Anti-Obesity Ads Won’t Work By Telling Fat Kids to Stop Being Fat
Georgia’s child-obesity campaign can’t succeed by telling fat kids they’re fat, says Paul F. Campos.
A few weeks ago, a rich middle-aged white guy named Gene Marks wrote an article for Forbes entitled “If I Were a Poor Black Kid,” offering advice to poor black inner-city children on how they could pull themselves out of poverty. Even though this was, no doubt, the first article such children turned to when that particular issue of Forbes showed up in their mailboxes, there are reasons to suspect that Marks’s specific advice (study hard, get good grades, use the Internet to find and apply for scholarships to high-class private high schools run by guilt-ridden rich people, and then get a similar scholarship to a good college) might not have been all that practical, given what social workers refer to euphemistically as the various “challenges” faced by his target audience.
Marks’ foray into social policy was excoriated in particular by liberals, who pointed out that his advice basically came down to telling poor kids to stop being poor. That was a fair criticism, which leads me to ask my fellow travelers on the left side of the political spectrum a simple question: Why do so many of us seem to believe it’s helpful to tell fat kids to stop being fat?
Consider Children’s Healthcare of Atlanta’s Strong4Life campaign, which features TV ads and billboards with messages such as “being fat takes the fun out of being a kid” and “it’s hard to be a little girl if you’re not.” My personal favorite is an ad in which a clearly shame-stricken little boy asks his (fat) mother, “Mom, why am I fat?” (Mom silently hangs her head in shame).
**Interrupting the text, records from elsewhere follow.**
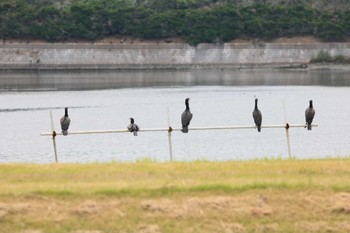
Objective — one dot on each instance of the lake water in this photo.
(106, 100)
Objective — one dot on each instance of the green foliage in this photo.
(191, 20)
(324, 56)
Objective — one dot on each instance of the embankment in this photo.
(162, 55)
Now I’m sure the typical empathic, open-minded liberal—let us call her “Michelle”—would be appalled by the suggestion that we ought to shame fat children about being fat. Oh heavens no: we certainly don’t want to shame anyone! After all, we value, and indeed treasure, human “diversity” in all its forms—except, apparently, body diversity. And Michelle herself may well oppose something like the Strong4Life campaign, on the ground that, as one “childhood obesity” researcher puts it, “we need to fight obesity, not obese people.” (Those of us who study the conversion-therapy movement, which attempts to turn gay people into straight people, will recognize the parallel with the claim that such interventions are aimed at homosexuality, rather than homosexual people).
Even if we put aside the difficult question of how you can avoid shaming and stigmatizing people if at the same time you’re claiming that their bodies are diseased as a consequence of behavior that’s within their (or at least their parents’) control, there are other problems with the theory that it’s useful to inform fat children that in this culture it’s not considered desirable to be fat.
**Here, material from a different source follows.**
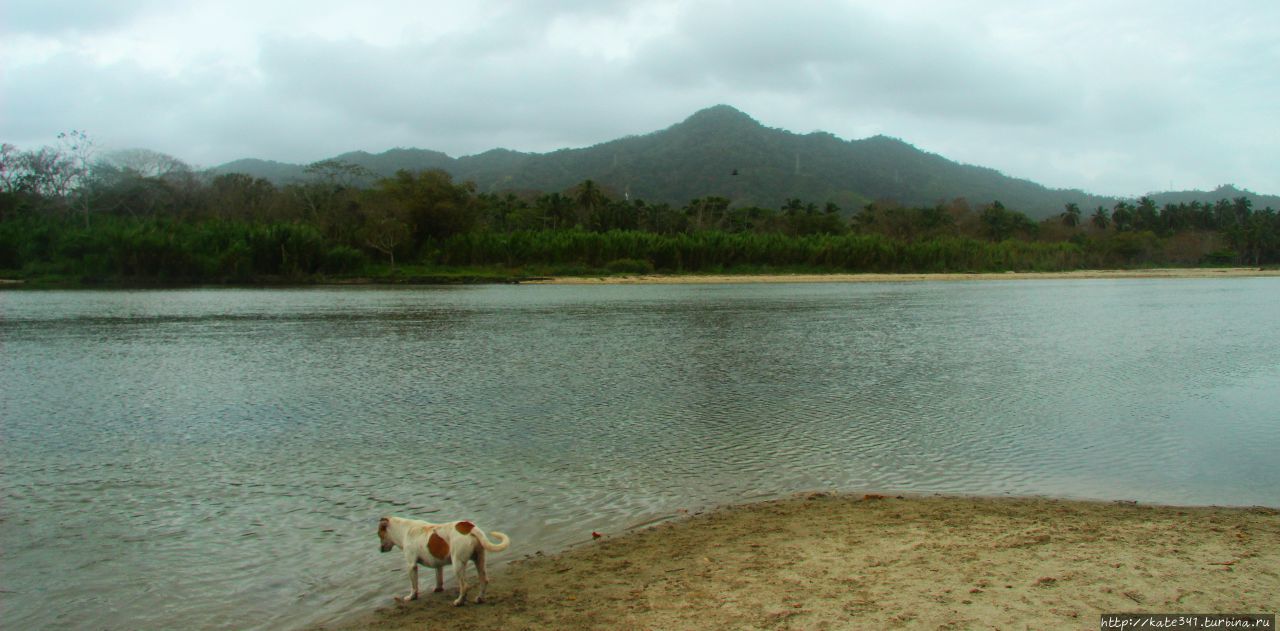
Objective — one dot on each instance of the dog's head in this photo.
(383, 535)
First, there’s overwhelming evidence that fat children are already perfectly and painfully aware of this fact (Ironically, the Strong4Life’s ads are themselves based on the premise that fat kids should stop being fat, in part, because fat kids are treated badly for being fat. Again, it’s unclear just why the people behind this campaign think fat children are in need of this particular piece of information, given that it’s already transmitted to them countless times every day).
Second, how exactly is telling fat kids they’re fat going to help make them thin? The official theory of our federal public health agencies is that “more physical activity, breastfeeding, consuming fresh foods, limiting television viewing and decreasing consumption of sugar beverages are all actions that could potentially turn the tide on childhood obesity.” Apparently, this is the “scientific” answer that the shame-stricken mother should have told her little boy when he asked her “why am I fat?”
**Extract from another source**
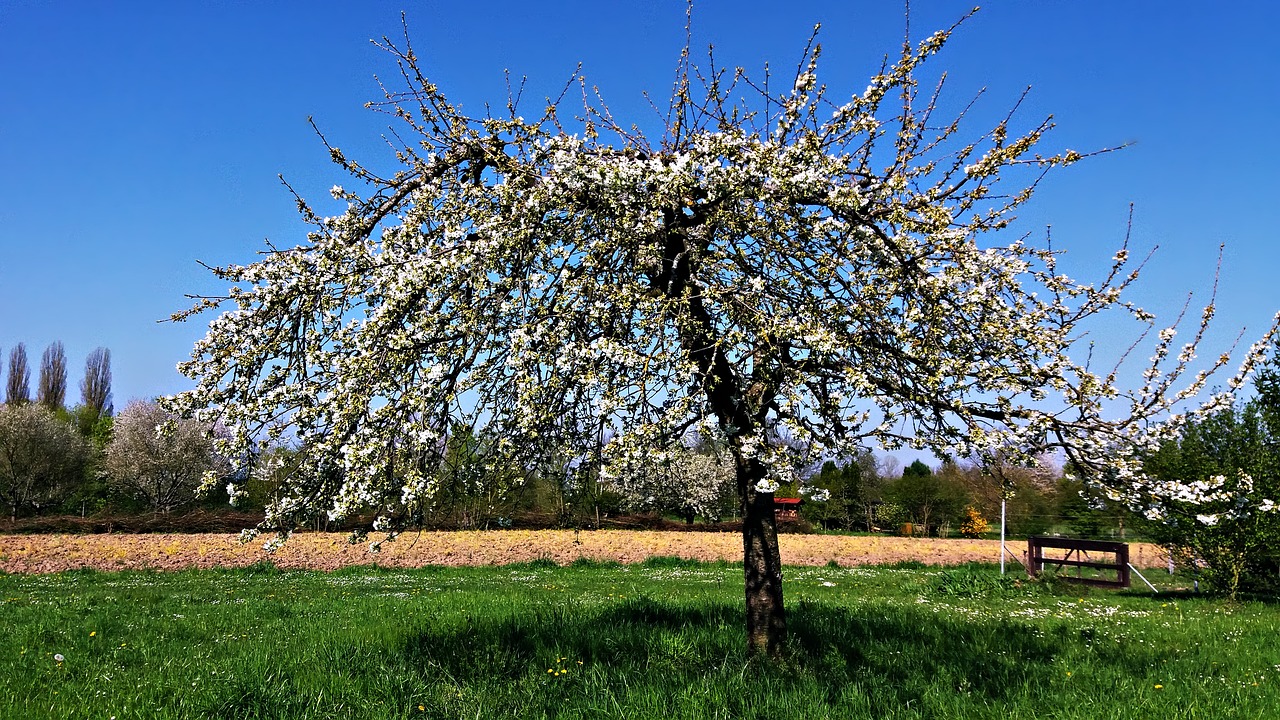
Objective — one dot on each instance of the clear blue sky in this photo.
(140, 137)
Now, the great thing about science is that scientific theories can be tested—and this one has been, extensively, repeatedly, and at considerable expense. Just last month, a meta-analysis of no fewer than 55 intervention studies, most of which were based on precisely this theory, was published in the Cochrane Database of Systemic Reviews. The study found that the average weight loss in the nearly 30,000 children who participated in these studies was . . . one pound.
Now the curious thing about human beings is that, when faced with overwhelming scientific evidence that their theory happens to be wrong, they will—if that theory remains crucial to their psychological needs, ideological commitments, and economic interests—simply ignore that evidence.
That helps explain why rich middle-aged white guys can keep believing that it’s helpful to inform poor black kids that they should engage in X, Y, and Z in order to stop being poor, even when there’s overwhelming evidence that telling poor black kids to engage in X, Y, and Z has exactly zero effect on poverty rates.
And it helps explain why Michelle—our empathic liberal, who understands perfectly well that telling poor black kids to stop being poor is worse than useless—is nevertheless perfectly capable of continuing to believe that it’s a good idea to fund government programs that are designed to reduce childhood obesity, when it has been proven over and over again that the programs she’s advocating will have exactly zero effect on “obesity” rates.